The Tasmanian Association for the Gifted (TAG) welcomes the announcement by Federal Education Minister Bill Shorten that gifted students would also benefit from the Better Schools funding. (The Mercury, 10th July)
Gifted students, who comprise 10 to 15 per cent of Tasmanian students, many of whom are unidentified, have special education requirements that are very often difficult to provide for within in the normal classroom environment and unlike students with other learning difficulties, their needs are not supported by Government funding.

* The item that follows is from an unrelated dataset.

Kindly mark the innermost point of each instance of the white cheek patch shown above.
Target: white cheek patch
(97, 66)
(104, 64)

President of TAG Lynne Maher said contrary to common perception, gifted students do not reach their potential without the appropriate educational opportunities. These may include individual learning plans, working with intellectual peers rather than just age peers, and special programs.
“In fact, these students can be at risk of disengaging, underachieving, developing behaviour problems or dropping out,” she said.
“Minister Bill Shorten has demonstrated his understanding that the educational needs of all children are important and this funding is a positive step towards meeting those needs”.
Ms Maher welcomed the fact that the Better Schools funding would assist teachers by providing professional development opportunities to improve their knowledge and understanding in identifying and catering for the needs of gifted students. This has been a long neglected area in teacher training.
TAG, a non-profit volunteer run organisation, works to provide opportunities for the education of parents and teachers including a biennial conference, which this year will be at Elizabeth College, Hobart, from September 6-8.
International specialist on gifted education and visual spatial learners Dr Linda Silverman, from Colorado, US, is this year’s keynote speaker and will present a number of sessions for parents and teachers along with her keynote addresses.
The conference will include more than 40 sessions with speakers from overseas, interstate and throughout Tasmania.